L’invidia, il puritanesimo e la sinistra in Italia
Il triangolo che non avevo considerato.
Questo è il nuovo episodio di Invidiosa, la newsletter sulle cose che fanno gli altri mentre io sto a guardare. Questa volta esco un po’ in ritardo perché “la vita vive” (semicit.) 👋
In estate è esplosa su Instagram una “piccola” polemica a proposito di uno sticker che chiedeva, nelle stories, di raccontare quali capitali del mondo avessi visitato. L’ho beccato anche io: l’ho compilato mentalmente, ho confrontato il risultato con quello di chi lo postava e sono passata ad altro, pensando che a nessuno interessasse sapere se ho visto Parigi o Hanoi.
In generale, io su Instagram pubblico davvero poco. Un po’ perché sono una gran pigrona, un po’ perché sento una strana forma di pudore che nasce da questa idea: della mia vita personale, a chi mi segue, importa fino a un certo punto. Non lo scrivo con vittimismo, rancore o “presa a male”, e non c’è nessun giudizio verso chi sceglie di condividere la propria vita online. È umanissimo voler parlare di sé e credo sia una dote riuscire a raccontarsi in modo da restituire alle persone qualcosa che possa arricchirle, divertirle o dare loro un’altra prospettiva. Ci sono persone che ci mettono mondi dentro un post (per dire, come si fa a non voler bene a Francesca Crescentini dopo questo?), ma il tarlo del “davvero interessa a qualcuno?” io non riesco a togliermelo.
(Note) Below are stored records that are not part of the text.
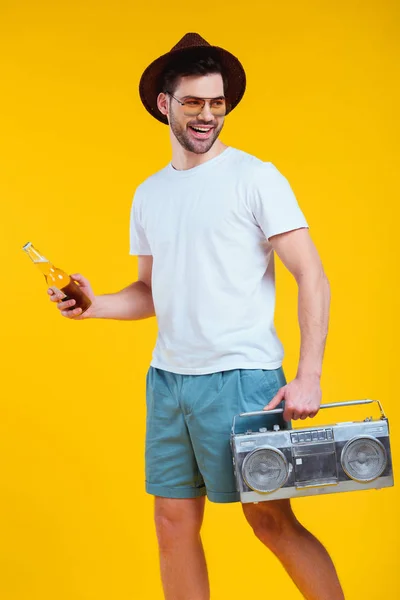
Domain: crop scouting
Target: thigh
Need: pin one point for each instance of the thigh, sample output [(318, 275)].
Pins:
[(179, 510), (223, 396), (171, 467)]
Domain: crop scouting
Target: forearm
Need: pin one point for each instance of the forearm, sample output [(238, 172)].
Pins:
[(313, 314), (132, 303)]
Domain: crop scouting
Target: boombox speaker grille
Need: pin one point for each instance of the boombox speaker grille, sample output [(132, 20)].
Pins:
[(265, 469), (364, 458)]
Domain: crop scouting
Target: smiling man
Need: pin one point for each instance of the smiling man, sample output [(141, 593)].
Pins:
[(205, 229)]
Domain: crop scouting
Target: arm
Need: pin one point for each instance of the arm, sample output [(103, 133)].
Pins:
[(133, 302), (298, 253)]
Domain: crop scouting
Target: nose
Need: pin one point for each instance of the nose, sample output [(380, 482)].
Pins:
[(206, 112)]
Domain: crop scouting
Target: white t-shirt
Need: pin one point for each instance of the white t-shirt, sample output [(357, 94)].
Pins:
[(213, 269)]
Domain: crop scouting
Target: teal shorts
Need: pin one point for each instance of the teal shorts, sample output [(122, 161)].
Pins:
[(188, 426)]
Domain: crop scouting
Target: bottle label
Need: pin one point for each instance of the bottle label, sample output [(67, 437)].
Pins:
[(57, 291)]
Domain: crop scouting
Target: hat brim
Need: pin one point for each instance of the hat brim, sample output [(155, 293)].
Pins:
[(149, 86)]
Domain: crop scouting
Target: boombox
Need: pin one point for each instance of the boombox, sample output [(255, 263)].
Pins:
[(287, 463)]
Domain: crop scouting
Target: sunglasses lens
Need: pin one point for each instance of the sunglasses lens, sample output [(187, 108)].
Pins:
[(194, 106)]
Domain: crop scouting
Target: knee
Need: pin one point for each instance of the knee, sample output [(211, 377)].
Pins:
[(272, 525), (175, 523)]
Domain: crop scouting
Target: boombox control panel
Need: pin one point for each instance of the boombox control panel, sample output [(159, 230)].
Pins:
[(320, 435)]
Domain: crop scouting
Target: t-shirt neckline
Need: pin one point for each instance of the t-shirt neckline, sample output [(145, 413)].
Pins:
[(194, 170)]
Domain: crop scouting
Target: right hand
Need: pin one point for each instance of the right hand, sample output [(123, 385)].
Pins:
[(65, 306)]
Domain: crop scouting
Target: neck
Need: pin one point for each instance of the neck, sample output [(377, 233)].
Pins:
[(183, 159)]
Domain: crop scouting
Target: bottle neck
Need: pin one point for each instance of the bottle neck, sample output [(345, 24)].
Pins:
[(40, 261)]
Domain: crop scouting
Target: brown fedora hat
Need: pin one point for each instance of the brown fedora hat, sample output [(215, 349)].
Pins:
[(191, 43)]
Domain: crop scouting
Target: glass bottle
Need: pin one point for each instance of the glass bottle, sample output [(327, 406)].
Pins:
[(58, 280)]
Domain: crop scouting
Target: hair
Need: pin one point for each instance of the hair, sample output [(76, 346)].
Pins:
[(194, 62)]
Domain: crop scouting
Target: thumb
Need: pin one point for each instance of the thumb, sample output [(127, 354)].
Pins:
[(79, 278), (277, 399)]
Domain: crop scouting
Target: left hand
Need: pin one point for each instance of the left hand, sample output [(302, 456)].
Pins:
[(302, 398)]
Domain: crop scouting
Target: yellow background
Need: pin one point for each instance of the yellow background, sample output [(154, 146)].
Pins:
[(322, 105)]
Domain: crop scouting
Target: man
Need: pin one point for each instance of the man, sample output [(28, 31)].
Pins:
[(205, 229)]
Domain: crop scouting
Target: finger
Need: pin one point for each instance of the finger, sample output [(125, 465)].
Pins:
[(80, 279), (70, 314), (277, 399), (66, 304), (287, 414)]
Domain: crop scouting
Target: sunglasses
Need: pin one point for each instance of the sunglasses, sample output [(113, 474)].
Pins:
[(193, 106)]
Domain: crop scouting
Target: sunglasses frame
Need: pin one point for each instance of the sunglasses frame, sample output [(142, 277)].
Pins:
[(204, 100)]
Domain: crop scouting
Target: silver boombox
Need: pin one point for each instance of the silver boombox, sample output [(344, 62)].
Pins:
[(287, 463)]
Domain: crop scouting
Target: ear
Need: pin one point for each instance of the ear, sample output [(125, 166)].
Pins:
[(162, 103)]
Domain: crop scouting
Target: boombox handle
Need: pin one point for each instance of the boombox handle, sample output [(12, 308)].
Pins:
[(276, 411)]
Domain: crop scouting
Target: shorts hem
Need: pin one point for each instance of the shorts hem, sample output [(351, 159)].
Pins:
[(178, 492), (223, 497)]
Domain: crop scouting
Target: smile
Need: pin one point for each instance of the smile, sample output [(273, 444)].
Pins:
[(201, 132)]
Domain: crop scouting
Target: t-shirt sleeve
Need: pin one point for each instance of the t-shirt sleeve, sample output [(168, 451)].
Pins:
[(138, 240), (273, 203)]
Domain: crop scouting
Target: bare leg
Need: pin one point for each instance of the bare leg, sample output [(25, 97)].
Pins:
[(182, 562), (302, 555)]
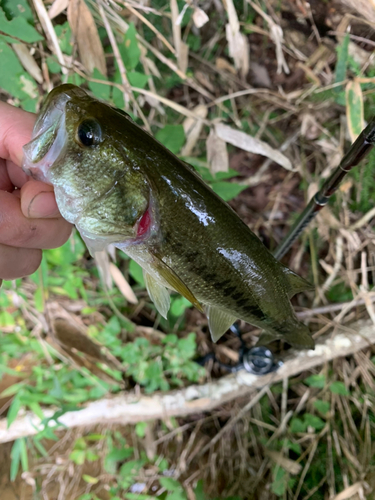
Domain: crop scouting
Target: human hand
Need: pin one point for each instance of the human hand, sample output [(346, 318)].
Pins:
[(29, 217)]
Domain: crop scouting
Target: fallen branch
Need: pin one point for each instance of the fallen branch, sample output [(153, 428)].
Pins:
[(127, 408)]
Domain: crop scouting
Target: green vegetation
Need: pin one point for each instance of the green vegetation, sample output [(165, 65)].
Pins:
[(289, 445)]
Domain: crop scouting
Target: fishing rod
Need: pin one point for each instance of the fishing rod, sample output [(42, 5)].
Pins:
[(358, 150)]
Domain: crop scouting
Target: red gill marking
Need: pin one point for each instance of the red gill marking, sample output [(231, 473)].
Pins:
[(144, 223)]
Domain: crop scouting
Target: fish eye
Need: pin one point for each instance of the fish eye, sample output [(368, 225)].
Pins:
[(89, 132)]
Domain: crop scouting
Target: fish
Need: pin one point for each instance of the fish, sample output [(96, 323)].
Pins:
[(120, 186)]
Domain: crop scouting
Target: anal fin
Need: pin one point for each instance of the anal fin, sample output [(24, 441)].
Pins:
[(218, 321), (296, 283), (158, 294), (175, 282)]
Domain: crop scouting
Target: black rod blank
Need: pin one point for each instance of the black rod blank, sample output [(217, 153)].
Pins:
[(359, 149)]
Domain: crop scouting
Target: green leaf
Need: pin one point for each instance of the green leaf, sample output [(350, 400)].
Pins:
[(279, 481), (15, 8), (130, 51), (6, 319), (172, 137), (339, 388), (101, 91), (342, 60), (90, 479), (170, 484), (317, 381), (140, 429), (296, 447), (78, 457), (313, 421), (18, 28), (322, 406), (14, 409), (227, 190)]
In questo caso, raccontare quali capitali ho visitato non era nemmeno in discussione: non mi diceva nulla di chi lo postava e non avrebbe detto nulla di me. Se a me, però, non sono suonati altri campanelli, per molti profili dentro questo trend c’era un problema di “show-off”, cioè l’utilizzo di Instagram per fare sfoggio del proprio privilegio. Le pagine ÆSTETICA SOVIETICA e ThePeriod, per esempio, hanno sollevato un punto interessante: partecipando alla “challenge” si finiva per esaltare le proprie possibilità economiche, perché chi ha più soldi ha visitato più capitali, e quindi spuntato più caselle. A questo, le due pagine hanno aggiunto una riflessione sul modo in cui usiamo i social (ma non sui social in sé): postare i propri viaggi rischia di ridurli a un’attività imitativa, in cui da un lato mostriamo la nostra possibilità economica e dall’altro rispondiamo alla FOMO, cioè l’ansia di non partecipare a un grande rito collettivo. A chi non può permettersi di partire - e guarda il mondo da dietro a uno schermo - rimane un’estate di insoddisfazione, rosicamento e invidia. Un’estate di FOMO.
Dall’altro lato, ha fatto delle riflessioni molto importanti in un post a proposito della questione. Instagram, infatti, è pensato per raccontare con le immagini, per mostrare. E certo non è facile trovare creator che parlino di viaggio in modo rispettoso e sostenibile: seguire queste persone dipende esclusivamente da noi. Allo stesso tempo, puntare il dito su come le persone usano la piattaforma ignora le ragioni per cui queste diseguaglianze esistono e ci fanno penare. Si guarda il dito mentre si dovrebbe ululare alla luna.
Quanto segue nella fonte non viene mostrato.